As part of a research project on web browser security we are currently taking a “census” of browser installations. We hope you’ll agree to participate.
If you do participate, a small snippet of JavaScript will collect your browser’s settings and send them to our server. We will record a cryptographic hash of those settings in our research database. We will also store a non-unique cookie (saying only that you participated) in your browser. We will do all of this immediately if you click this link.
(If you want to see in advance the Javascript code we run on participants’ machines, you can read it here.)
[I revised this entry to be more clear about what we are doing. — Ed]
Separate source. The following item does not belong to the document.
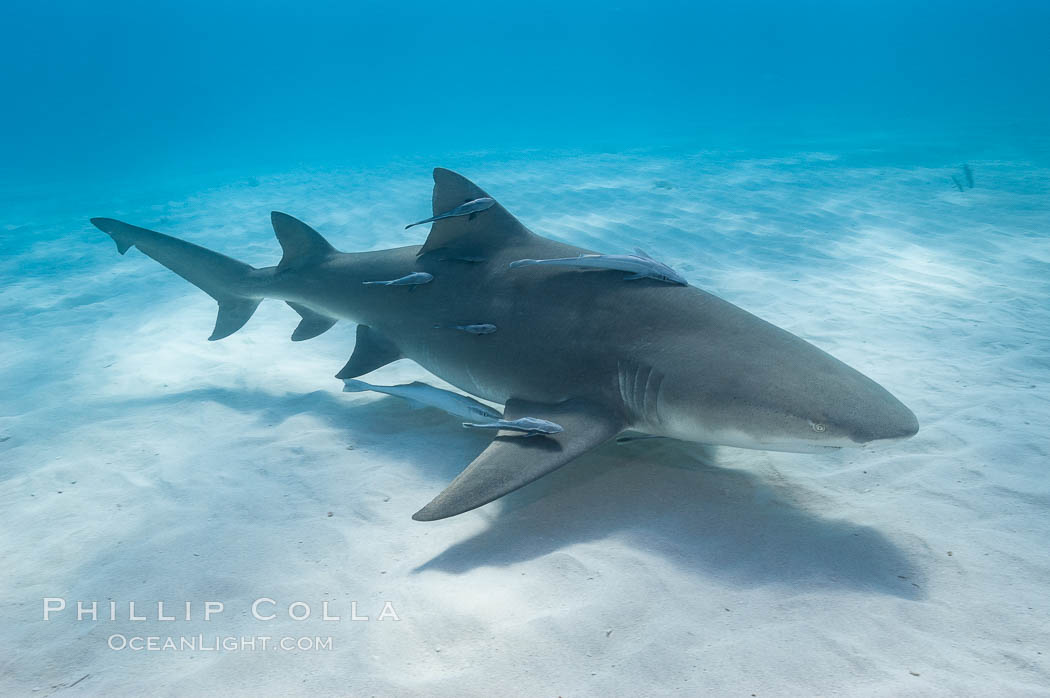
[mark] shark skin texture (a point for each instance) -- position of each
(596, 352)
Not from my computer, Dan. I have adblocked urchin.js and other google analytics scripts, and many other tracking scripts. In fact, I have adblocked almost everything I commonly encounter that’s loaded third-party from many websites and that doesn’t add value to the site for me, ads being only a portion of that. Generally, if I notice intrusive advertising or just slow loading of a page I will click the adblock thingie and start looking for anything that looks like it doesn’t add value — being loaded from a third-party site being the number-one cause of suspicion, and being a SCRIPT rather than an IMG or BKGND being the number-two cause.
It’s amazing how much faster some pages load when this cruft is removed from them. If you ever see a page that slowly fills in while your browser’s status bar flickers back and forth between “transferring data from http://www.x.y.z.com” and “contacting host” for sixty different hostnames, it’s one that can be loaded in a third of the time or less if you aggressively filter out the chaff from the wheat.
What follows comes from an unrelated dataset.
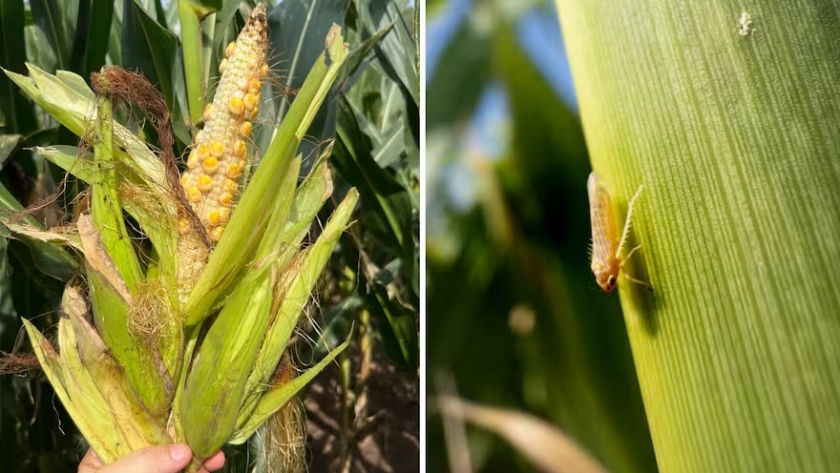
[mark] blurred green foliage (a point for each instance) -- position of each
(514, 314)
(373, 115)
I mostly leave non-third-party objects alone, though, unless they’re ads, or scripts that load ads or do something else annoying (such as try to deny access to ad-blockers!, or interfere with right-click-save-as or with navigation, though I mostly just avoid sites that are so disrespectful to their visitors as to try to trap them there).
That ChoicePoint and DoubleClick and Google and friends can’t track my every online movement is just a happy side-effect of all this.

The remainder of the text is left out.